只不过日久生情,对李恪心生情谊,表露心情后却被拒后,得知他在京城已有妻室,不会一心二用。
听说是皇帝赐婚,这种所谓的政治联姻在单纯的淳于楹看来不堪一击。
只要打消未婚妻的想法,让对方知难而退,主动让步,便能让李恪独属于他一人。
当初淳于楹提供了军防部署图后,西凉王得知她已然叛变,派遣刺客潜入礼朝要来暗杀她。
李恪忙于前线,无暇顾及于她这边处境,便派人将她送回京。
实则另外一个不为人知的原因,也是因为她在前线女扮男装的事情被军中多数人看出。
介于军规森严,李恪便不再留她于营内。
可谁知道,在送回京的路上便发生了意外。
这两年多来,孟汀一直认为淳于楹已经死在西凉王派来暗杀的刺客手中,哪知道,她保住了一命,却是被拐到书坊里给人制作那种下流文物。
这也都要怪她当年。
总把下流当有趣,以王爷为原型构造了多少虚无缥缈的故事。
会被拐去当苦力实属活该。
“当年她听说王爷亲口承认有婚约了,一直不愿意相信,坚持说要进京来看看,到底是什么样的美人。”

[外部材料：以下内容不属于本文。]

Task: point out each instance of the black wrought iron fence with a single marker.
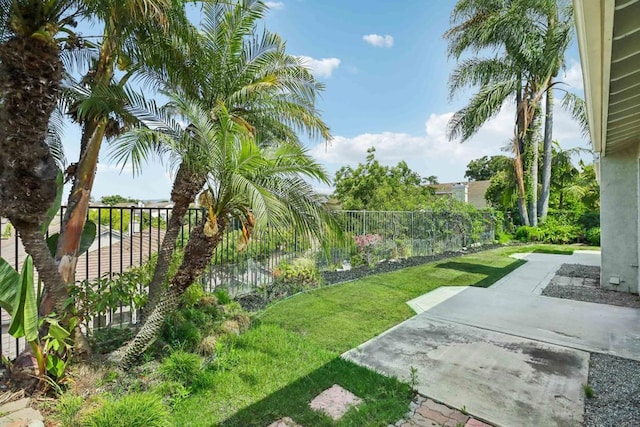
(128, 237)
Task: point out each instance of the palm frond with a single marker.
(577, 108)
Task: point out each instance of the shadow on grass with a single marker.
(493, 274)
(385, 399)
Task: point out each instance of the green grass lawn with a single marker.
(292, 352)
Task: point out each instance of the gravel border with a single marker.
(615, 381)
(255, 301)
(616, 384)
(587, 293)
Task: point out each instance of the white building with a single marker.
(609, 40)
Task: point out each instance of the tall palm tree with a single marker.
(558, 33)
(267, 91)
(258, 185)
(102, 108)
(528, 52)
(31, 70)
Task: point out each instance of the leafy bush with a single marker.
(526, 233)
(133, 410)
(172, 392)
(181, 367)
(67, 409)
(106, 340)
(291, 278)
(593, 236)
(197, 318)
(553, 230)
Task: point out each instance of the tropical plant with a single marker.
(258, 185)
(372, 186)
(31, 71)
(530, 40)
(103, 106)
(265, 90)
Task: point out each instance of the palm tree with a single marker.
(257, 184)
(102, 107)
(558, 32)
(267, 91)
(31, 70)
(528, 53)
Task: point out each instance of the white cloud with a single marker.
(377, 40)
(433, 153)
(275, 5)
(573, 76)
(321, 67)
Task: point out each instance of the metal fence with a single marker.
(128, 237)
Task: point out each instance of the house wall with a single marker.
(619, 220)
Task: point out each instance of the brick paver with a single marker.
(424, 412)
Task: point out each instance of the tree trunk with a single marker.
(73, 222)
(543, 207)
(30, 75)
(518, 150)
(197, 256)
(185, 188)
(93, 133)
(36, 246)
(532, 135)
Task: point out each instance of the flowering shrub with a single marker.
(372, 249)
(367, 241)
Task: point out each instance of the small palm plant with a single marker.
(257, 184)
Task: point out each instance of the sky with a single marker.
(385, 67)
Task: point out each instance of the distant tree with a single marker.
(484, 168)
(372, 186)
(502, 192)
(115, 199)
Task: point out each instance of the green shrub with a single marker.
(593, 236)
(526, 233)
(223, 296)
(186, 327)
(67, 410)
(106, 340)
(133, 410)
(172, 392)
(181, 367)
(291, 278)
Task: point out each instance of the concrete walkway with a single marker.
(506, 354)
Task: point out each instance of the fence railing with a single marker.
(128, 237)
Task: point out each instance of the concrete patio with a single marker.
(505, 354)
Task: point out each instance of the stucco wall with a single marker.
(619, 220)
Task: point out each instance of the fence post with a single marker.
(364, 222)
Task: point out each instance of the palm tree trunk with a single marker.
(185, 188)
(534, 147)
(518, 150)
(197, 256)
(30, 75)
(36, 246)
(78, 203)
(543, 207)
(74, 220)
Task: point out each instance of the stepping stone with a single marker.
(284, 422)
(335, 402)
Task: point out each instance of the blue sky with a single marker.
(385, 67)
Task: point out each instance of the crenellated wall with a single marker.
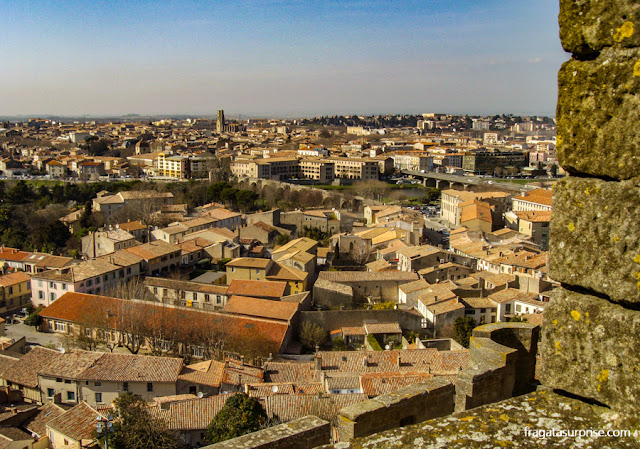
(503, 360)
(409, 405)
(303, 433)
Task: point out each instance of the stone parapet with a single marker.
(591, 350)
(510, 423)
(595, 236)
(302, 433)
(597, 102)
(503, 358)
(408, 405)
(588, 26)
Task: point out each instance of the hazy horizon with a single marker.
(280, 58)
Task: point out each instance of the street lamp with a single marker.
(104, 426)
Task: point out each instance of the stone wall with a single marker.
(409, 405)
(303, 433)
(591, 330)
(503, 360)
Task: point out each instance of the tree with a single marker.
(462, 329)
(135, 428)
(239, 415)
(311, 335)
(85, 218)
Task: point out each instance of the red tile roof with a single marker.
(244, 333)
(14, 278)
(77, 423)
(25, 370)
(133, 368)
(257, 289)
(262, 308)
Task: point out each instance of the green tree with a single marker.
(239, 415)
(20, 193)
(135, 428)
(462, 329)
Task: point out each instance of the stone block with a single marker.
(303, 433)
(597, 105)
(408, 405)
(502, 364)
(595, 236)
(590, 349)
(587, 26)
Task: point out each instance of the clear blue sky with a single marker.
(281, 57)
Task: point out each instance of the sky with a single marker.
(278, 58)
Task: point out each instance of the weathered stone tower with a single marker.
(591, 332)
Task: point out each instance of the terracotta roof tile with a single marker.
(77, 423)
(257, 289)
(25, 370)
(263, 308)
(240, 331)
(133, 368)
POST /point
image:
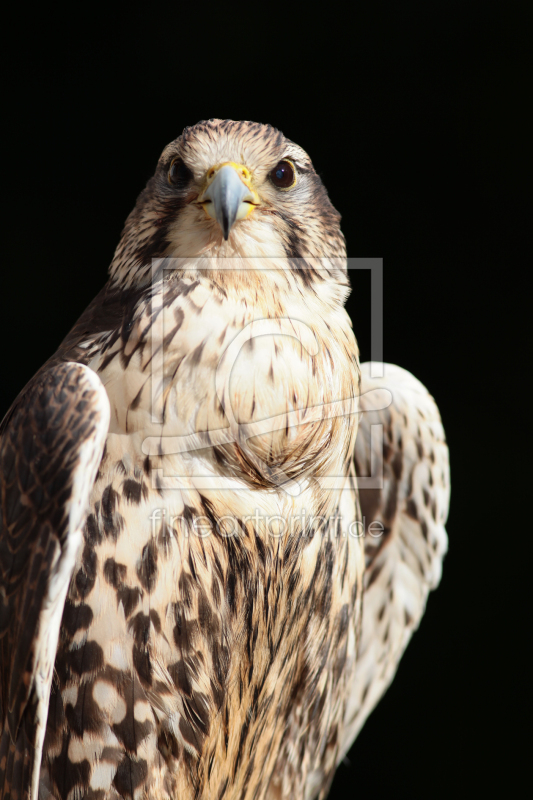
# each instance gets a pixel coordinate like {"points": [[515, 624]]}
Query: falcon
{"points": [[200, 596]]}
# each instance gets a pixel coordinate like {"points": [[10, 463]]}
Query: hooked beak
{"points": [[228, 196]]}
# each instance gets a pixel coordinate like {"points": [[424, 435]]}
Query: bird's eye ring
{"points": [[178, 174], [283, 176]]}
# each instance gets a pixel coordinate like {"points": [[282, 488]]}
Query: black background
{"points": [[414, 114]]}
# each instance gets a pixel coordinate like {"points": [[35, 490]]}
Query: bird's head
{"points": [[230, 189]]}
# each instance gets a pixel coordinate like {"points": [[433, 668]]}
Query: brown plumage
{"points": [[209, 641]]}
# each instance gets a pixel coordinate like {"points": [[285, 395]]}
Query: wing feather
{"points": [[405, 549], [51, 443]]}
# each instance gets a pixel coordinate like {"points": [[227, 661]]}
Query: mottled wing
{"points": [[405, 546], [51, 444]]}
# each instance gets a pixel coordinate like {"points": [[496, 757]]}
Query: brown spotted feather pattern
{"points": [[193, 661]]}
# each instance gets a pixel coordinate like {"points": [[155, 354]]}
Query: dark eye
{"points": [[179, 174], [282, 175]]}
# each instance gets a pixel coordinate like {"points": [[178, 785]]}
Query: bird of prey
{"points": [[193, 600]]}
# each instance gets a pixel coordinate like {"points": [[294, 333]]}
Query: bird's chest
{"points": [[214, 563], [210, 385]]}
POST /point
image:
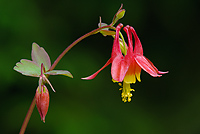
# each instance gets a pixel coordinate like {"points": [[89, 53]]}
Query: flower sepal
{"points": [[42, 101]]}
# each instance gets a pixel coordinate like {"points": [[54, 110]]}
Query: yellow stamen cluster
{"points": [[126, 92]]}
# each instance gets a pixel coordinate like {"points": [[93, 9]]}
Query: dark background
{"points": [[169, 32]]}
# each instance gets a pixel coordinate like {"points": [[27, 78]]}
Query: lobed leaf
{"points": [[27, 67]]}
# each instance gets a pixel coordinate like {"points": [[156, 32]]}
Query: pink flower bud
{"points": [[42, 101]]}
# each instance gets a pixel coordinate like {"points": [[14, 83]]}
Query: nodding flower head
{"points": [[126, 67], [42, 101]]}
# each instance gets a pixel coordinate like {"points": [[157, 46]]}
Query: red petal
{"points": [[119, 68], [116, 46], [95, 74], [42, 101], [147, 66]]}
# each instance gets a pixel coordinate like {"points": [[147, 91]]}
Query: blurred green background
{"points": [[169, 32]]}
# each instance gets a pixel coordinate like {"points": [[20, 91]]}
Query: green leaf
{"points": [[27, 67], [39, 56], [60, 72]]}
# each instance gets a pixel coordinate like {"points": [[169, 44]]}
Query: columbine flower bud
{"points": [[42, 101]]}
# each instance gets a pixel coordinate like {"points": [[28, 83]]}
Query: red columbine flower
{"points": [[126, 68], [42, 101]]}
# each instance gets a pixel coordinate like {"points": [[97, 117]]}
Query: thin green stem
{"points": [[74, 43], [28, 115]]}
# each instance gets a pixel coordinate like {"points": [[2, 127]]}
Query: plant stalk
{"points": [[74, 43]]}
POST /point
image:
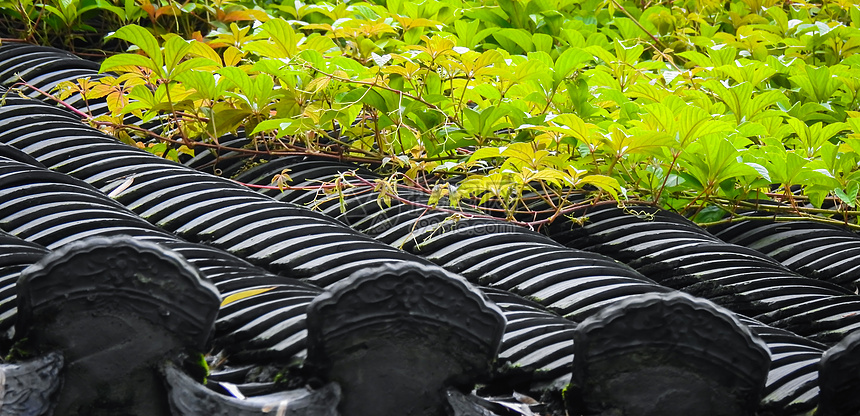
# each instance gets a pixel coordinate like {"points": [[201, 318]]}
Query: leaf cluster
{"points": [[696, 105]]}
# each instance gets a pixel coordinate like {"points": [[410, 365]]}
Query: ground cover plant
{"points": [[706, 107]]}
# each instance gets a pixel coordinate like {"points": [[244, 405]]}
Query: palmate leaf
{"points": [[712, 160], [143, 39]]}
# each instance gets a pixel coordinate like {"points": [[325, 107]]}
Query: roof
{"points": [[582, 304]]}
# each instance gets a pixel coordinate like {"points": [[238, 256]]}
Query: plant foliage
{"points": [[707, 107]]}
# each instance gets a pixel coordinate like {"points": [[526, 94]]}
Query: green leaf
{"points": [[143, 39], [602, 182], [125, 60]]}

“哪知道她私自进京后,便一直没有她的消息,谁知道这些年竟然是被拐了。”
饶有所思地听着往事,弗陵嗟叹一声,耳中悠悠然地又传开那一声一声的啼哭。
“难怪了,原来是情根深种。不知道的,还以为她才是这个王府的正经王妃,毕竟王爷出殡当天,我都没有掉过一滴眼泪。”
若是当初李恪不去在意那些军中流言蜚语,也不会让美人流落在外。
如今美人获救,将军却死于非命,生死两难再见。
要说这不是老天故意在玩他们,还能是什么。
“您还好意思说,那天多少百姓在背地里为王爷默默掉眼泪,王妃您倒好。”
弗陵挑了挑眉看过去,“什么意思?”
到底是谁的婢女,调侃自己可还行。
“小姐,您怕是不知道,其实那天很多人都说您没良心。”
“就因为我没有哭?”
小易嗟叹一声:“那天王爷出殡,您面若桃花,红润得一点都没有伤心的意思,更有人怀疑,您花容月貌,含苞待放,说不定很快就会红杏出墙。”